KennyTM~ kennytm at gmail.com
Sun May 22 01:56:33 PDT 2011


On May 21, 11 06:01, Vladimir Panteleev wrote:
> Inspired by Tigris Delta and the "Want to help DMD bugfixing? Write a
> simple utility" thread from digitalmars.D.learn. I hope the DMD
> development team will find this useful.
>
> Advantages over Tigris delta:
>
> * Easy to use (takes only two arguments, no need to fiddle with levels)
> * Readable output (comments and indentation are preserved)
> * Native support for multiple files (accepts a path to an entire
> directory for input)
> * Written for D
> * Written in D
> * Not written in Perl
> * Can recognize constructs such as try/catch, function invariants
> (in/out/body)
> * Only 440 lines of source code
>
> If you've never used delta: this is a tool which attempts to shrink
> files by deleting fragments iteratively, as long as the file satisfies a
> user-specified condition (for example, a specific error message when
> passed through the compiler).
>
> Usage:
>
> 1. Formulate a condition command, which should exit with a status code
> of 0 when DustMite is on the right track, and anything else otherwise.
> Example: dmd test.d 2>&1 | grep -qF "Assertion failed"
> 2. Place all the files that dustmite is to minimize in a new directory.
> 3. If you'd like to test your condition command, don't forget to clean
> up temporary files afterwards.
> 4. Run: dustmite path/to/directory test-command
> 5. After a while, dustmite will finish working and create
> path/to/directory.reduced
>
> I've tested it with a self-induced "bug" in std.datetime, it seems to
> work great.
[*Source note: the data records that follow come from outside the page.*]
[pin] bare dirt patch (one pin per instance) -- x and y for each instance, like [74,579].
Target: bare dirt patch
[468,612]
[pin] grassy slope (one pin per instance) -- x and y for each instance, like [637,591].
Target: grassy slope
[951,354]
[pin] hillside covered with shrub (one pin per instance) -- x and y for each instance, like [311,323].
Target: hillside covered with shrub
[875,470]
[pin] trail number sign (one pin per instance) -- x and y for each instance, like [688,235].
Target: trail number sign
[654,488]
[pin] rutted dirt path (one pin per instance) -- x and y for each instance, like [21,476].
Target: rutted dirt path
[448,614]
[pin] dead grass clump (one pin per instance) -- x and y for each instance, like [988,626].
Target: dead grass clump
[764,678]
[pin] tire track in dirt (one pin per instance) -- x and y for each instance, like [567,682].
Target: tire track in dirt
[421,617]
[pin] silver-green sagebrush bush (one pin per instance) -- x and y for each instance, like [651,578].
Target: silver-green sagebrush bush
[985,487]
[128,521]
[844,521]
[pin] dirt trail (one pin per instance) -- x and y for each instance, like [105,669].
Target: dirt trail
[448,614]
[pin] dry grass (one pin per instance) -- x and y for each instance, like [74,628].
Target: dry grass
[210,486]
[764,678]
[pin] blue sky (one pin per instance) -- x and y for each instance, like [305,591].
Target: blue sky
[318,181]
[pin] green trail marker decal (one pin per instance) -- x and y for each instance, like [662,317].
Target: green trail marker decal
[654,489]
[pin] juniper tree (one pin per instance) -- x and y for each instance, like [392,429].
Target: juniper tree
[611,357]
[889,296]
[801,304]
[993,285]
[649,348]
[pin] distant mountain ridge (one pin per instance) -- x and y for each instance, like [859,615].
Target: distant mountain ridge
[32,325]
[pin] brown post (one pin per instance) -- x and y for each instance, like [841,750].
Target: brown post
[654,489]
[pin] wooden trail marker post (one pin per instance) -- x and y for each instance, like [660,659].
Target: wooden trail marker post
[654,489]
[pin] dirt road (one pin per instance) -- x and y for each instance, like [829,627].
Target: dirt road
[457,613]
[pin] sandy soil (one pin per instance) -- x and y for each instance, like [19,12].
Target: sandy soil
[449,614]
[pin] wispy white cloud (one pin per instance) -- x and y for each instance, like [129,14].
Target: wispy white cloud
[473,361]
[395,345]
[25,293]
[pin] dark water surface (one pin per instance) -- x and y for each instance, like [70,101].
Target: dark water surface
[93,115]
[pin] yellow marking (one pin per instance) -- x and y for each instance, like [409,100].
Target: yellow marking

If you find that it breaks on something, let me know.
>
> https://github.com/CyberShadow/DustMite
>

Nice tool! I tried to use it to reduce bug 6044, but encountered 2 problems:

1. DustMite will load _all_ files, including the _binary_ ones, which
    is seldom in valid UTF-8 encoding, and that causes a UtfException to
    be thrown from 'save.dump' because 'e.header' contains those invalid
    character. (BTW, Andrei, is it really necessary to include the whole
    invalid string in the exception?!)

2. For 6044, DustMite has overdone. It has reduced to an obviously
    invalid program

       void main() {
           alias Maybe A;
       // ok
           A.Impl!int u;       // error
       }

    but I guess it can't be avoided, since its error message is exactly
    the same as the correct one I reported.